Где ваши сковородки?
Погнулись, износились,
Местами прохудились?
Это горе не беда!
К нам несите их сюда!
Спаяем и залудим —
Как новенькие будем!»

Магнус поморщился.

— Ты можешь и лучше, папа.

— А чего ты еще хотел от импровизации? И потом, с каких это пор ты стал критиком?

— А что ты сказал мне, когда в последний раз проверял домашнее задание? — мгновенно парировал Магнус.

— Помню-помню, каждый образованный человек должен быть критиком, — со вздохом ответил Род, — и если ты не хочешь учиться, то не имеешь права и критиковать. Удар ниже пояса, сын мой, удар ниже пояса.

— Я думал, мы говорим об учебе, а не о боксе.

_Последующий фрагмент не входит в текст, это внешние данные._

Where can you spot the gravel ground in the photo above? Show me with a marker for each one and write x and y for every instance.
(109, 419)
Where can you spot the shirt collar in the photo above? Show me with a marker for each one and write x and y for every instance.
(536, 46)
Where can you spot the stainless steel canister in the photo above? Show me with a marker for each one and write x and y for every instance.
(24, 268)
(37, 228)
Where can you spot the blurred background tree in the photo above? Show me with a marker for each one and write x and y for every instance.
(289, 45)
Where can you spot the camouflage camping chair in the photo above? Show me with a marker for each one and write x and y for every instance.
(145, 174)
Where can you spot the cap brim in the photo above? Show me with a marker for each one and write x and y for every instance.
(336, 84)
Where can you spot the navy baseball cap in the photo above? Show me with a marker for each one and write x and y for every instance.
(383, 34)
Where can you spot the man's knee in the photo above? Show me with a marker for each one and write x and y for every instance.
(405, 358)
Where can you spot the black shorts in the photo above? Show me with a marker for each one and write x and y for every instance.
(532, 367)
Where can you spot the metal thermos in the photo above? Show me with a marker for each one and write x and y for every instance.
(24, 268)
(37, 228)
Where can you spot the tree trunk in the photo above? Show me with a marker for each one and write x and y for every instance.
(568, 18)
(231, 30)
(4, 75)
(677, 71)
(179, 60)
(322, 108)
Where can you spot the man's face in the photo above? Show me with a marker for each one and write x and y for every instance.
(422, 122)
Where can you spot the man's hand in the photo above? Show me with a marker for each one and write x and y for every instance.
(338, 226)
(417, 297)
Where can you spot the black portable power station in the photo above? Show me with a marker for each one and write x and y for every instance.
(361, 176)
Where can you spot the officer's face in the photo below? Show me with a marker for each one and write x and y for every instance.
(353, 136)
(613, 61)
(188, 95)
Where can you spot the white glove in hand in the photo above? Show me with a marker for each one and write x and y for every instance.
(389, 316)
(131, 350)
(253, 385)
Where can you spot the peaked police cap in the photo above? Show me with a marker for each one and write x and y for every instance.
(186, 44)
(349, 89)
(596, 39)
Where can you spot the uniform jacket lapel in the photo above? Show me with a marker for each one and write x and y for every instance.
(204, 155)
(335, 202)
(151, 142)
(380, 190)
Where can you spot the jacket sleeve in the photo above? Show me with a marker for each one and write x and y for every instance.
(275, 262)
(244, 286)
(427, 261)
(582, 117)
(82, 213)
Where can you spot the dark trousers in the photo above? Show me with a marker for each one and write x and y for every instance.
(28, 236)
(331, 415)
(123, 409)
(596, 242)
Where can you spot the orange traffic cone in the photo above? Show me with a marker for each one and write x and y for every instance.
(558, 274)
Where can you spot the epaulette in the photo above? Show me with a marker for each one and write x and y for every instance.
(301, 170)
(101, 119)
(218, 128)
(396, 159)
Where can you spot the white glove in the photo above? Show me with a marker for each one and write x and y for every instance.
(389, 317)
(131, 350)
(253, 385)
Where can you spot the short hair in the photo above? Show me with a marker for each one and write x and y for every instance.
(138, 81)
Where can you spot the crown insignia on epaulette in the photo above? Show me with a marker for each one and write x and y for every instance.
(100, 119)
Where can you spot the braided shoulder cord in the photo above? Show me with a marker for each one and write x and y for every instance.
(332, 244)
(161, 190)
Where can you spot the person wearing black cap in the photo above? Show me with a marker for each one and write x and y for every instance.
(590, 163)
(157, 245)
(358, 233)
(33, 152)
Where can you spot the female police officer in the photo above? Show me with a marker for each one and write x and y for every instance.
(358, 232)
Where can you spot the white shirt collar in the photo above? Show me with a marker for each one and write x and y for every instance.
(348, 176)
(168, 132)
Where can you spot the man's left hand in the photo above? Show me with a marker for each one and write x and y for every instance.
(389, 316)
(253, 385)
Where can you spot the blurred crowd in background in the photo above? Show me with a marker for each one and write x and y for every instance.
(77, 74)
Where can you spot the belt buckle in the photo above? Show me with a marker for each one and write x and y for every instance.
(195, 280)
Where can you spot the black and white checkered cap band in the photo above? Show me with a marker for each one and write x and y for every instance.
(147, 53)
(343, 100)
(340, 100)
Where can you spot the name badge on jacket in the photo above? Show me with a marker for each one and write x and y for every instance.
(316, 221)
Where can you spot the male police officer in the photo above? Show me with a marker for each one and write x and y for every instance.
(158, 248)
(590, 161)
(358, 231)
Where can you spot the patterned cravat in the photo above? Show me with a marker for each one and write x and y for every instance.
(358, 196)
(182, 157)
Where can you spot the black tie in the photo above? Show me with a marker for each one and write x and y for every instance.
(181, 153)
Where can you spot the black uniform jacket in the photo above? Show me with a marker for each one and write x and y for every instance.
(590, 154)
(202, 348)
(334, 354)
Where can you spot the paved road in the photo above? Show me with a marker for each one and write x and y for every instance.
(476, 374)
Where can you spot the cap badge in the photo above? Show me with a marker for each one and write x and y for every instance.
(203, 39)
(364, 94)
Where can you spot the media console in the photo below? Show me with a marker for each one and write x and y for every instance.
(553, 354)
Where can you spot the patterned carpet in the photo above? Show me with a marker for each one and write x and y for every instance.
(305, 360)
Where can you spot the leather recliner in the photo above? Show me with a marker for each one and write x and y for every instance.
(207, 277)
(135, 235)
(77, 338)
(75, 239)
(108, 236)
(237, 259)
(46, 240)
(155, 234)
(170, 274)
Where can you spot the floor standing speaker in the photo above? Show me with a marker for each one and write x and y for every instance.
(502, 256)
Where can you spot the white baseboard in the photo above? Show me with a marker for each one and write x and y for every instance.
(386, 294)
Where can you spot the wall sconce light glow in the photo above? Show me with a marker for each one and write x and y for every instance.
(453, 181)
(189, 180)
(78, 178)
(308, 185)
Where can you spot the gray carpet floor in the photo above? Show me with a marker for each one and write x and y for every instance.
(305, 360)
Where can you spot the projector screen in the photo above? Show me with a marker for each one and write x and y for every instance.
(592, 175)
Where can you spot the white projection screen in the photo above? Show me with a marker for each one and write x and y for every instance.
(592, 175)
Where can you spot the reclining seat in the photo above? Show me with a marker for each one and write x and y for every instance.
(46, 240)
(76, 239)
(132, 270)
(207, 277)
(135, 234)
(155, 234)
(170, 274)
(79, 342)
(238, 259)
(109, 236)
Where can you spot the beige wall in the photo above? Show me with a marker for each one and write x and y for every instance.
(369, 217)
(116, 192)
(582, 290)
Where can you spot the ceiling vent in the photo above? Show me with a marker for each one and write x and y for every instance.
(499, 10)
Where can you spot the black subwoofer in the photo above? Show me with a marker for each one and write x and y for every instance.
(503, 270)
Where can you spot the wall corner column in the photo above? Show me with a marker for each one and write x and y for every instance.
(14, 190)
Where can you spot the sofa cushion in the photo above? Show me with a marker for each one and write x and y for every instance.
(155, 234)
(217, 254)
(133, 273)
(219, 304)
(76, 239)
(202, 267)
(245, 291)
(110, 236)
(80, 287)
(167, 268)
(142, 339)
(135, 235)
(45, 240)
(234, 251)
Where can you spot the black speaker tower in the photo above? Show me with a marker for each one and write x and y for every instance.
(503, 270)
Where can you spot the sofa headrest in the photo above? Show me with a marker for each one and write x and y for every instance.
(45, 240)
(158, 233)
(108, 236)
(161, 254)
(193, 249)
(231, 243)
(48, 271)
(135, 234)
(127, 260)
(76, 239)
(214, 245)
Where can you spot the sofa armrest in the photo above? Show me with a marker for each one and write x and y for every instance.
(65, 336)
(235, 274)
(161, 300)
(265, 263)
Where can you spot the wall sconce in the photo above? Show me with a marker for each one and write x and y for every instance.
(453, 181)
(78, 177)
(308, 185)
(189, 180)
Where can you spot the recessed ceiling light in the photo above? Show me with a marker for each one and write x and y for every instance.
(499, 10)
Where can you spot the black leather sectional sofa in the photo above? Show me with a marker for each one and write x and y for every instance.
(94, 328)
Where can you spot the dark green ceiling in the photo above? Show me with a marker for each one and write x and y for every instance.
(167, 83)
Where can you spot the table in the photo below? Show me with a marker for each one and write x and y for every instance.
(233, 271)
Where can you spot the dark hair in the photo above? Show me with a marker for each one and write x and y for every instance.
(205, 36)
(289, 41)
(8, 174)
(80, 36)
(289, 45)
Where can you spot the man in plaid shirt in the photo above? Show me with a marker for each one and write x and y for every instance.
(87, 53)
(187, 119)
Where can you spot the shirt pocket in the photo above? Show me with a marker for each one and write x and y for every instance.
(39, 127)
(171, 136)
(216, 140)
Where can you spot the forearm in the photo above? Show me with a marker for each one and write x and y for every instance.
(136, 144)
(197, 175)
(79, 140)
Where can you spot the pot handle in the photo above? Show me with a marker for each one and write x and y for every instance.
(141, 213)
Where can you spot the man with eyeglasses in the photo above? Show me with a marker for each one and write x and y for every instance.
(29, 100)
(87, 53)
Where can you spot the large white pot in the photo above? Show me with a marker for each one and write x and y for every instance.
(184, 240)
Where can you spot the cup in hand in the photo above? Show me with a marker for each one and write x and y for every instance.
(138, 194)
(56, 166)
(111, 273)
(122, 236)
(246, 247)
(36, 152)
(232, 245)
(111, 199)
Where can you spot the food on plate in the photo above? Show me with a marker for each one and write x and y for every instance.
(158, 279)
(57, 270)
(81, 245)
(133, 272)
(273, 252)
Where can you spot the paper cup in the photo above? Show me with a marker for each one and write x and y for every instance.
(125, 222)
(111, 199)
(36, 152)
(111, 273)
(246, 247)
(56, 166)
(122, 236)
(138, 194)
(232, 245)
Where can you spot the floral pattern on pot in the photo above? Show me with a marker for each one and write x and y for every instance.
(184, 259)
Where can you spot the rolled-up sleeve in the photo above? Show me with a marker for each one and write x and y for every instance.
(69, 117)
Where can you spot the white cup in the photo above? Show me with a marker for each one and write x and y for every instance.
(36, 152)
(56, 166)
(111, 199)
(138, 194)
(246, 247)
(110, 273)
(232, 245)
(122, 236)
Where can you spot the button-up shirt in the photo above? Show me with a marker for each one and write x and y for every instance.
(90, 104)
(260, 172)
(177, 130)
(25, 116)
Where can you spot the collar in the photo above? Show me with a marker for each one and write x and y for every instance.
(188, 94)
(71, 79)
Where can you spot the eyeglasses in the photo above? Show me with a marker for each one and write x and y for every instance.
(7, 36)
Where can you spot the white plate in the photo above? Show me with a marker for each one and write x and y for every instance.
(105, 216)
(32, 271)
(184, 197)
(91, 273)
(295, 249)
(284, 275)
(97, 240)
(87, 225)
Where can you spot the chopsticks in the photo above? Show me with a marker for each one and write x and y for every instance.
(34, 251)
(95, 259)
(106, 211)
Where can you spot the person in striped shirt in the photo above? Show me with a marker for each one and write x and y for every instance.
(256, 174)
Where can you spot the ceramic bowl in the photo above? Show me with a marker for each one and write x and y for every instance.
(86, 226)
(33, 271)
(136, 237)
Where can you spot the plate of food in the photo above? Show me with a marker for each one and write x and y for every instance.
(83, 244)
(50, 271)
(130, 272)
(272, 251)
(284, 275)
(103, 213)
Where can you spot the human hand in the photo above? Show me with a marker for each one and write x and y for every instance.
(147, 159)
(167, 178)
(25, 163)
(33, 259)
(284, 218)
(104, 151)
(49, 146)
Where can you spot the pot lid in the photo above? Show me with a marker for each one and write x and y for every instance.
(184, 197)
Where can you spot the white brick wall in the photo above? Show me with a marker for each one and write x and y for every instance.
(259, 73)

— Остынь, остынь — вон идет заказчик.

— Привет, лудильщик! Долгонько же вас ждать! — широкая, толстая хозяйка с милым круглым лицом взмахнула маленьким котелком с длинной зазубренной трещиной. — А то уж месяца с четыре в глиняном горшке готовить приходится!

— Э-э, знал бы, заглянул бы пораньше, — Род мгновенно перешел на простецкий говор. — За пенни, миссус.

— Нет у меня столько, — хозяйка помрачнела и потянулась за котелком.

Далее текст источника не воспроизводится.